You can also tell from the general success rate of each score category:
With all that in mind, and most of the linebacker scores from pro days in, we can see which players are smart investments for the round value they’ve been given by CBS. Potential off-ball linebackers below, sorted by their player score:
[Updated to include all the linebackers projected to be drafted by CBS – if others have asked me about a specific linebacker, they are included here. I previously indicated that B.J. Goodson’s score was 3.3 but it is in fact 7.7 because of an input error]
A few caveats, however: Jaylon Smith and Myles Jack have estimated workouts scores used, and the players from Ohio State and Alabama may have inflated scores because of a correction designed to take into account teammate draft position. With so many Ohio State and Alabama players potentially drafted (and early), it could be overcorrected.

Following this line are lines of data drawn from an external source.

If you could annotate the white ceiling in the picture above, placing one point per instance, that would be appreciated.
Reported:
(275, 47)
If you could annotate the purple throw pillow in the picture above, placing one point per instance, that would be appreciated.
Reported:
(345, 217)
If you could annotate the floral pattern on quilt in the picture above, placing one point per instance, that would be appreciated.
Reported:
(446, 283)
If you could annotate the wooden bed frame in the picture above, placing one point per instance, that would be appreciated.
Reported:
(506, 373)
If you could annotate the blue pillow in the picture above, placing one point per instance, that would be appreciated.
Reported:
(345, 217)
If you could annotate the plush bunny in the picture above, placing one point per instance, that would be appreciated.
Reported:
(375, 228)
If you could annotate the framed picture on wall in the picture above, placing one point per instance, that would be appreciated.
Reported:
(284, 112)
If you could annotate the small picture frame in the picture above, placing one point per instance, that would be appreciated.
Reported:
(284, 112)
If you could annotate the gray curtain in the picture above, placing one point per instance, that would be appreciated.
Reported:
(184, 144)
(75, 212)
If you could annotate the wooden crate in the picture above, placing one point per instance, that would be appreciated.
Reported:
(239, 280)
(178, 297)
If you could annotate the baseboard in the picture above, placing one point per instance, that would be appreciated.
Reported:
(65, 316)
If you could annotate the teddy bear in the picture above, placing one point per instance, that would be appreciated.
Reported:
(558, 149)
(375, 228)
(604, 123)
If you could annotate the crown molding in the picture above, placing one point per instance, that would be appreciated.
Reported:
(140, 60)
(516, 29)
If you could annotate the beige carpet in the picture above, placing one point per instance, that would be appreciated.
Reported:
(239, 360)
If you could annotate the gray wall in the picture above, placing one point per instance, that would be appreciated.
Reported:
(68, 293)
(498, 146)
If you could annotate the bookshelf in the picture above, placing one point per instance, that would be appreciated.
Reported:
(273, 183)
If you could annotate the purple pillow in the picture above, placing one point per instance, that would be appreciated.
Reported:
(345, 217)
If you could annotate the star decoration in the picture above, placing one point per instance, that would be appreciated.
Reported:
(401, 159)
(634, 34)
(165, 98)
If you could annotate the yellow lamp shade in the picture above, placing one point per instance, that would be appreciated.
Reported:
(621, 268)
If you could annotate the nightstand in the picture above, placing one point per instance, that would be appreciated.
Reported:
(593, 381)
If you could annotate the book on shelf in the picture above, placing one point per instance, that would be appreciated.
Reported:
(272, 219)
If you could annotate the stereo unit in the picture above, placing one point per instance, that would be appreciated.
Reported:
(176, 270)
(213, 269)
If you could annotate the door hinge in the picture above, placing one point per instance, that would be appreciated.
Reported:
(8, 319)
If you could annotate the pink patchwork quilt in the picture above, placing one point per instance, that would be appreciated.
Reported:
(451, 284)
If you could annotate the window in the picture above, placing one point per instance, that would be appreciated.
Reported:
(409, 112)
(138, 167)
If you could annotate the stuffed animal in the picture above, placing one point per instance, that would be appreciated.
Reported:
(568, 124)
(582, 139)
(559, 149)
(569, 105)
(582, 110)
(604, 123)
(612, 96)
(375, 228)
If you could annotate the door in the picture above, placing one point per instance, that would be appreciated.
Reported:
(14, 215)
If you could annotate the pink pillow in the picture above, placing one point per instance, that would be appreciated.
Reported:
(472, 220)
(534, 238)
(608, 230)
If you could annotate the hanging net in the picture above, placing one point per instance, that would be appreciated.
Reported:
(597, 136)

For now, however, this shows clear warnings for Kentrell Brothers (athleticism reasons), Su’a Cravens (athleticism reasons), Dominique Alexander (athleticism reasons) and Kyler Fackrell (age reasons). Reggie Ragland had a production red flag, but teammate corrections took care of it. Still, it would be prudent to note that for a team attempting to determine whether or not to put Ragland in the first round.
Remember, the scores are supposed to alter expectations in a given round, so it’s not saying that Joe Schobert is better than Leonard Floyd, only that Schobert is more likely to outperform his pick value than Floyd is.